Today was my birthday! I wrote this in 10 minutes! I apologize, but I did not have time to write more, and my concentration is off. There is brand new angora yarn sitting here, waiting to be petted and admired. And I must do that.
People always want to know what the end is like. That’s the first thing they ask when I come for them. “What does the end look like?”
You would think, having existed for as long as I have (if you can even measure my existence), that I would have grown accustomed to this question.

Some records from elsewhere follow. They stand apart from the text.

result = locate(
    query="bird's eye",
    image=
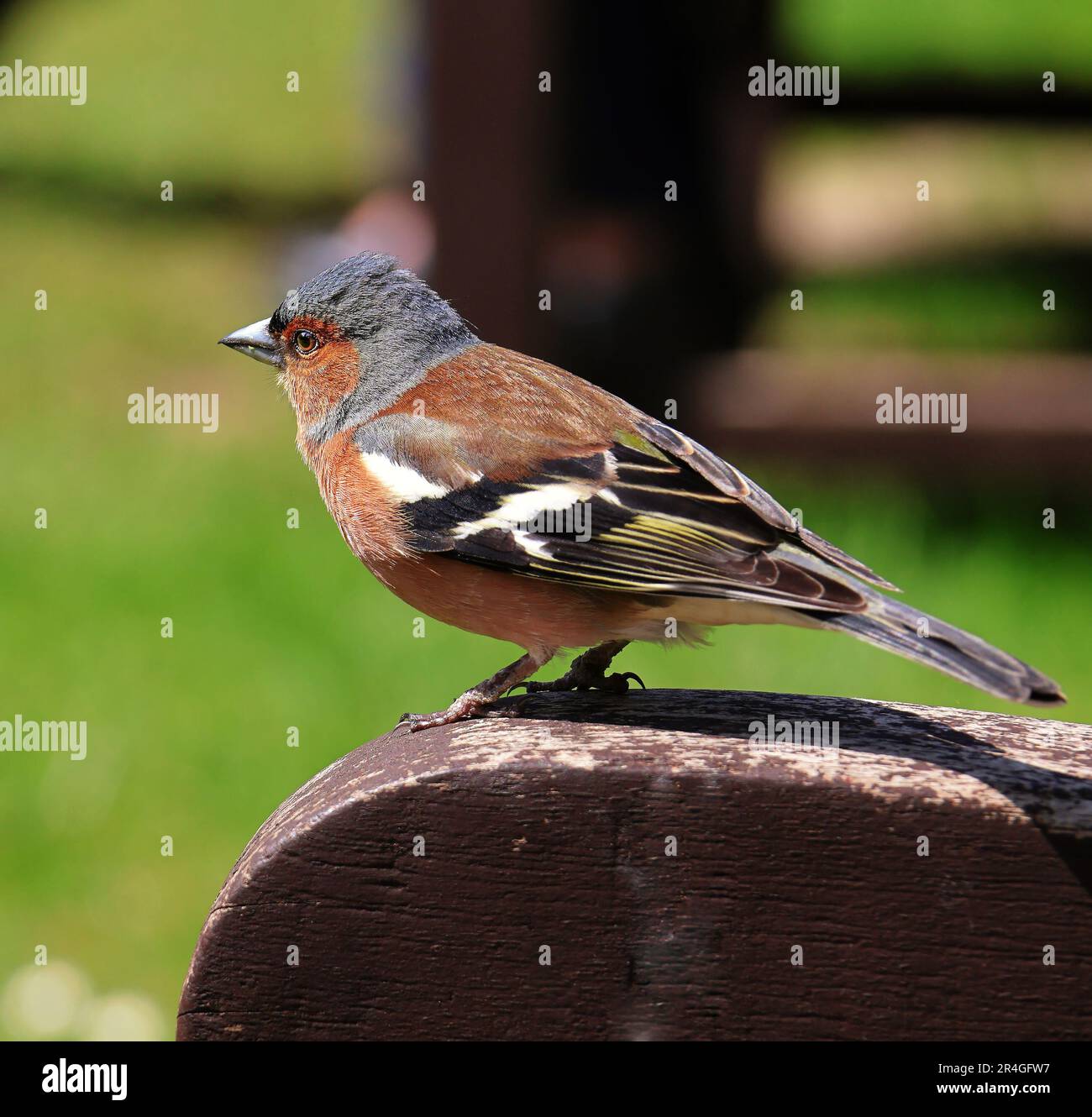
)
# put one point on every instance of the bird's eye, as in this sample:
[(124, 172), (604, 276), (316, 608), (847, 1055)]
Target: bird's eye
[(304, 342)]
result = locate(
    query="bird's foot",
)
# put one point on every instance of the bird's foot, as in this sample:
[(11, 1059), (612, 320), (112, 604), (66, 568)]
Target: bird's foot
[(464, 707), (587, 673)]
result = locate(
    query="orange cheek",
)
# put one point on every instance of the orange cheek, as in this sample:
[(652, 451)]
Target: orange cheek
[(320, 383)]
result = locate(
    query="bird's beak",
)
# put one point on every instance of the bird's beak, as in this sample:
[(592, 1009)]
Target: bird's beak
[(257, 342)]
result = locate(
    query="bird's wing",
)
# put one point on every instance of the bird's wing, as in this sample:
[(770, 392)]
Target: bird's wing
[(595, 494)]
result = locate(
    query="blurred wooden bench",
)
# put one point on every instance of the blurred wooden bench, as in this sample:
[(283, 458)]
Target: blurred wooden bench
[(638, 867)]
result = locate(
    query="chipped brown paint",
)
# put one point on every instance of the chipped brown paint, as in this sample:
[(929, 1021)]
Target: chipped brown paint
[(549, 829)]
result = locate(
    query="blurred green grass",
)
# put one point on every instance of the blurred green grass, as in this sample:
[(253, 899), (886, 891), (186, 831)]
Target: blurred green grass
[(981, 39), (277, 627), (197, 93)]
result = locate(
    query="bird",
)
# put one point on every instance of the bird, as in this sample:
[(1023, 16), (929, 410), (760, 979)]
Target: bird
[(507, 497)]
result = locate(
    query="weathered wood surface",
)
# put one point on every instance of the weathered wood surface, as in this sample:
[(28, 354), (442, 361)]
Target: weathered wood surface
[(551, 830)]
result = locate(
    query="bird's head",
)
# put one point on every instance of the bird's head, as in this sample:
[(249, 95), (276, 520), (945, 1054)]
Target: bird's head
[(352, 341)]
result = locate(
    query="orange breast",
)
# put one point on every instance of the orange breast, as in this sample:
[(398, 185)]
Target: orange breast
[(369, 518)]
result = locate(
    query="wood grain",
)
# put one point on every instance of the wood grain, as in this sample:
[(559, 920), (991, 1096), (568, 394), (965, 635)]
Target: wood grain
[(551, 829)]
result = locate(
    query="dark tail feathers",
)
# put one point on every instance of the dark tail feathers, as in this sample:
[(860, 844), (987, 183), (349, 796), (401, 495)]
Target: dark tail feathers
[(895, 627)]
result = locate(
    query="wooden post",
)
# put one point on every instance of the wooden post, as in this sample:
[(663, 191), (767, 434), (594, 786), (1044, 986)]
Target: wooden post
[(641, 867)]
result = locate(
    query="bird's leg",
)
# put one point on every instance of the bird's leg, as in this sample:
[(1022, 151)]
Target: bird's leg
[(477, 698), (591, 670)]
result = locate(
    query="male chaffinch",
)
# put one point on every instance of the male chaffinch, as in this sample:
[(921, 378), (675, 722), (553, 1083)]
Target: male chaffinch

Today I watched a small baby let go of life. He withered and deflated like a balloon leaking air. It was night, and no one was aware he had gone. Losing the little lives are not just hard for the ones left living. The little lives are the most difficult to usher over. They are irrevocably restless. Unclassified, and with no tethers to cut, they are like small fires with nothing to feast on. Blind, pure purpose and intention, without deliverance. It’s very easy to lose them in the effort to carry them over, and I have sadly been responsible for many a wayward, irrational energy left ricocheting around the earth. I am not proud of these oversights.
“What does the end look like?” I can only smile. I do not know. I’ve never been there. I am the passport to a country forbidden for me to visit.
My existence is busyness. I am grateful for that. There is no time to think about what the end looks like. There is no time to wonder, after I’ve led the last of everything to the edge of nothing, whether someone will come to show me the way. Or whether I will even be invited.